You can run the benchmarks from the ports/node directory with node benchmark.js. The results on my Macbook Pro are:

Create#test x 258,229 ops/sec ±5.38% (54 runs sampled)
Reuse#test x 397,704 ops/sec ±2.51% (56 runs sampled)
ReuseAsync#test x 51,061 ops/sec ±0.38% (61 runs sampled)
Fastest is Reuse#test

Let me decode that. You can do simple detection (just two letter codes, synchronously) at about 397,000 per second. Complete results via the async method run at 51,000 per second. That's pretty damn fast.

Python

The Python API works like so:

import cld

detectedLangName, detectedLangCode, isReliable, textBytesFound, details = cld.detect("This is my sample text", pickSummaryLanguage=True, removeWeakMatches=False)
print '  detected: %s' % detectedLangName
print '  reliable: %s' % (isReliable != 0)
print '  textBytes: %s' % textBytesFound
print '  details: %s' % str(details)

# The output look lie so:
#  detected: ENGLISH
#  reliable: True
#  textBytes: 25
#  details: [('ENGLISH', 'en', 64, 20.25931928687196), ('FRENCH', 'fr', 36, 8.221993833504625)]

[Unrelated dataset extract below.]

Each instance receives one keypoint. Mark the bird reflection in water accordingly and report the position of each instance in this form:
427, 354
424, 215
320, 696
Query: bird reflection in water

I do not yet have any benchmarks for the Python bindings but I expect them to be in-line with all of the other simple, synchronous bindings.

Next Steps

The Java/JNI interface is working and I am currently working on improving the build system to make it more usable. Any help would be welcome but with luck it will be done soon.

I need help with:

More autotools configuration improvements by someone who knows it better
Python bindings need some love
MOAR BINDINGS
I know Perl so I may go that route
I would love to see community help on PHP.
Other possibilities (in no particular order):
- CLR/.NET
- Scala facade to java API
- Objective-C
- Other languages?
- Go wild and make a browser plugin version of the JS API? That would be insane!